Introduction and Outline
With reference to Things Fall Apart, discuss how an understanding of gender influences how the text may be understood.
Introduction:
Gender dynamics in literature allow for intricate motifs and complex narratives rich in meaning and moral. With Chinua Achebe's Things Fall Apart, a 1958 postcolonial novel, he explores the culture of Igbo, ethnic natives of Nigeria, their traditions and values and presents the patriarchal system that it follows. While this patriarchal system demeans and dehumanizes women to servants and slaves, it also produces a contradictory and ironic layer to the culture, as one of the most prominent figures of the culture is a Priestess of the Gods.

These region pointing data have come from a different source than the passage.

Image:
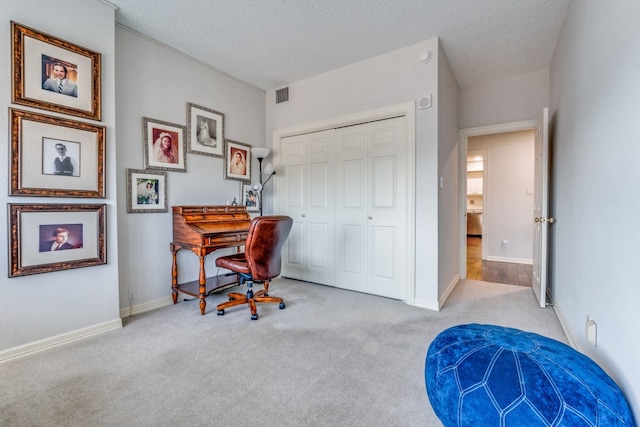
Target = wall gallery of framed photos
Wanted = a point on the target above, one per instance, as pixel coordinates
(55, 156)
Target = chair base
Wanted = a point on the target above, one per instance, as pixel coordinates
(250, 298)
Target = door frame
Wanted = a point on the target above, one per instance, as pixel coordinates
(408, 110)
(464, 135)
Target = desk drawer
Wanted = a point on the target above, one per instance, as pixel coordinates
(226, 239)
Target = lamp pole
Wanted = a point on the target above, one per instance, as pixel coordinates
(260, 159)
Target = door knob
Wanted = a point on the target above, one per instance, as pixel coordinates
(550, 220)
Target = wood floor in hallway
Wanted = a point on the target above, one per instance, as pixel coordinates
(494, 271)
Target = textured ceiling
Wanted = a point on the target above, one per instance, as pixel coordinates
(271, 43)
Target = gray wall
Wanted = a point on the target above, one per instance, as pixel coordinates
(448, 169)
(44, 309)
(157, 82)
(513, 99)
(595, 87)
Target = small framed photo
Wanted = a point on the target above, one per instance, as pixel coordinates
(55, 75)
(237, 164)
(250, 198)
(56, 157)
(164, 147)
(46, 238)
(205, 131)
(146, 191)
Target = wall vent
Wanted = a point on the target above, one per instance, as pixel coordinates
(282, 95)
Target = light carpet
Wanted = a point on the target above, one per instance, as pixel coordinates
(331, 358)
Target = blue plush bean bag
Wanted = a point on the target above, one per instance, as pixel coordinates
(486, 375)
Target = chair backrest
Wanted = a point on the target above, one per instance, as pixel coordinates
(263, 248)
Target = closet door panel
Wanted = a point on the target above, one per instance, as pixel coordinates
(307, 197)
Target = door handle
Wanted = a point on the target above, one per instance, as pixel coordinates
(550, 220)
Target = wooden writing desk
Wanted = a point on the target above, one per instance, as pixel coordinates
(203, 229)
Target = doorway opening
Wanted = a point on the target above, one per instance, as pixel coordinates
(496, 233)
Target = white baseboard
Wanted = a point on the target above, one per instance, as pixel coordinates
(448, 291)
(147, 306)
(48, 343)
(572, 342)
(427, 303)
(514, 260)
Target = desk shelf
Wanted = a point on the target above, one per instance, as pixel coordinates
(214, 284)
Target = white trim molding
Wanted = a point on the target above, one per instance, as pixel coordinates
(48, 343)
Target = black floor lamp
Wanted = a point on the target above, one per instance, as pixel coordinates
(260, 153)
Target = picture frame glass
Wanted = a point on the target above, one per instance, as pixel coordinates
(205, 130)
(164, 146)
(55, 75)
(48, 238)
(56, 157)
(250, 198)
(146, 191)
(237, 161)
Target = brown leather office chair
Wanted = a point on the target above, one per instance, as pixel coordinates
(260, 262)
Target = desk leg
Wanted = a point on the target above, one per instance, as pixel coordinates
(203, 284)
(174, 273)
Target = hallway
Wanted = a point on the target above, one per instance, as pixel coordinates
(494, 271)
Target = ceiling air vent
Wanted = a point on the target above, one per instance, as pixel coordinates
(282, 95)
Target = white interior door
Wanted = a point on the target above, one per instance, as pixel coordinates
(541, 210)
(307, 197)
(371, 212)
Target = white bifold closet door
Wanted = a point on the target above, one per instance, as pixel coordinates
(370, 208)
(307, 197)
(345, 189)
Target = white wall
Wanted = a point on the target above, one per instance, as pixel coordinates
(448, 169)
(157, 82)
(595, 87)
(391, 79)
(508, 209)
(43, 309)
(512, 99)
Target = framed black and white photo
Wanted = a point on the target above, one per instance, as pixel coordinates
(146, 191)
(53, 74)
(205, 131)
(237, 163)
(47, 238)
(250, 198)
(164, 147)
(56, 157)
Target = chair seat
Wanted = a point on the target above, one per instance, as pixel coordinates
(237, 263)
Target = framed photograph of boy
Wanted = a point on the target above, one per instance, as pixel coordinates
(146, 191)
(47, 238)
(164, 146)
(56, 157)
(237, 162)
(53, 74)
(205, 131)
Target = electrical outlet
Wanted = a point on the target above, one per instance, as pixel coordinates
(591, 330)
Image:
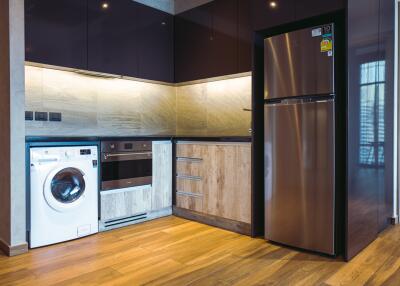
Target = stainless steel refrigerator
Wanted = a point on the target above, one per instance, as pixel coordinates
(299, 145)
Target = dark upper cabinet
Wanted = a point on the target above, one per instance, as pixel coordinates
(155, 43)
(267, 15)
(245, 36)
(223, 49)
(56, 32)
(213, 40)
(113, 37)
(310, 8)
(192, 41)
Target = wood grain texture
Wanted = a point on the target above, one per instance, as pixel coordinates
(227, 185)
(225, 171)
(125, 202)
(174, 251)
(161, 195)
(189, 186)
(190, 202)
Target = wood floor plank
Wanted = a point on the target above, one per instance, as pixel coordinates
(175, 251)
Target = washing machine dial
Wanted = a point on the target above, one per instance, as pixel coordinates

An understanding of this system allows for Achebe's portrayal of the gender dynamic to be presented accurately and allows for a deeper understanding of Okonkwo's hamartia and inevitable suicide.
Topic Sentences:
The characterization of the secondary female characters provides a dynamic between the two genders and contrast between males and females and the roles they must fill.
Achebe's presentation of the patriarchal system creates an opportunity to understand the values and traditions of the Igbo culture, which results in Achebe to showcase that it is a complex culture, however with complexion it also contradicts itself.
Okonkwo's ultimate weakness, his hamartia, is his hypermasculinity, which was developed due to the values of the culture he was raised in, this lead to the conflicts to rise between Okonkwo and the other members of his society, such as his son, Nwoye, and even the colonizers.